Es una historia que atrapa, pero no por su trama, sino por su latido. Una historia que no se puede contar desde fuera: hay que vivirla para entenderla, sentirla para escribirla. No admite suposiciones. Exige verdad.
Con Eugene, tengo que medir cada palabra. No decir de más. Pero tampoco quedarme corta. Escribirlo es intentar atrapar su esencia, sin traicionarlo, sin suavizarlo. Reflejarlo tal como es: con sus luces y con sus ausencias. Y aunque sea una historia compleja, cuando termino un fragmento, siento que he trabajado con el alma abierta. Y eso, créeme, reconforta.
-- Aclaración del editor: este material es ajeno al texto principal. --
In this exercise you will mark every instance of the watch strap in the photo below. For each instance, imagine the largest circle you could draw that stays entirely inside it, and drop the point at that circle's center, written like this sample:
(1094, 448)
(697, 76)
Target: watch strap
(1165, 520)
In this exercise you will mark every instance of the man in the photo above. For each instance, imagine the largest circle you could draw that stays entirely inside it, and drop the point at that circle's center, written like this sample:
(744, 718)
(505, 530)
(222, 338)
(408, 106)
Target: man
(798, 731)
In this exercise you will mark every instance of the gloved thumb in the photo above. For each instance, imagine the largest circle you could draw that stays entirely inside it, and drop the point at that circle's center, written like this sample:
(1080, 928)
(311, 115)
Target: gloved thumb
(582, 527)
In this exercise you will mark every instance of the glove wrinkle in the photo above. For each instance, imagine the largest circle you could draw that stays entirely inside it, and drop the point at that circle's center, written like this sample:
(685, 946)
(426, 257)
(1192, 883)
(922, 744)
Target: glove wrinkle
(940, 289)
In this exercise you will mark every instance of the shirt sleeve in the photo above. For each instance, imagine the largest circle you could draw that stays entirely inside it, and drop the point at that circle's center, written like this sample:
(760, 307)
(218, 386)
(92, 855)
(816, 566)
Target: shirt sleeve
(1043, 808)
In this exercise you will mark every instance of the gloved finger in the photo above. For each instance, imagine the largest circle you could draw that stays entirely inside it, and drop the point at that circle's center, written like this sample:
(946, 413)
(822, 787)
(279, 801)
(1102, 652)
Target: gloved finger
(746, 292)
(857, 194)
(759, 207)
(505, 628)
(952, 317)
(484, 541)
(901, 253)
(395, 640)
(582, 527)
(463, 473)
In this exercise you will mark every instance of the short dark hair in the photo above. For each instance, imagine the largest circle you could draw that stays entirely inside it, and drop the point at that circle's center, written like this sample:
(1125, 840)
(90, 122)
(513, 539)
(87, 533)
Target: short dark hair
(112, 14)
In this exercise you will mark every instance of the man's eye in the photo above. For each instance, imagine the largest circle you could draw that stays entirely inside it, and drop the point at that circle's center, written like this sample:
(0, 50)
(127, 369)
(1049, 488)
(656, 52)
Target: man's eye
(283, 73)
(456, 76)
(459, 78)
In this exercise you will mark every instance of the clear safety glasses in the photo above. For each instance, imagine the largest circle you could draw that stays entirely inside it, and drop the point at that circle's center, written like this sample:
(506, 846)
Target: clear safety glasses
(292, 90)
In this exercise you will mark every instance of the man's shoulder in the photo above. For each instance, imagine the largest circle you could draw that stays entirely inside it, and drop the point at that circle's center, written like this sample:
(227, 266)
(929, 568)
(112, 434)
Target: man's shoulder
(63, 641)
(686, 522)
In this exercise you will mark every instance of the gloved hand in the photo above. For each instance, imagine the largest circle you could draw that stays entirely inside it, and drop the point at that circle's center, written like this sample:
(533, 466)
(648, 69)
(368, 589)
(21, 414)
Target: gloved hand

Es cierto que el relato que publiqué no llega a las capas más hondas de Eugene. Porque un relato siempre se queda en la orilla, en lo que apenas insinúa. Pero esta historia —la que vendrá— no permite rodeos. Te obliga a comprometerte. A mirar más allá. A decidir prioridades no solo como escritora, sino como persona.
Hoy, mi prioridad absoluta es él. No he olvidado mis otros proyectos, pero ahora mismo, nada es tan importante ni tan vital para mí como Eugene Logan.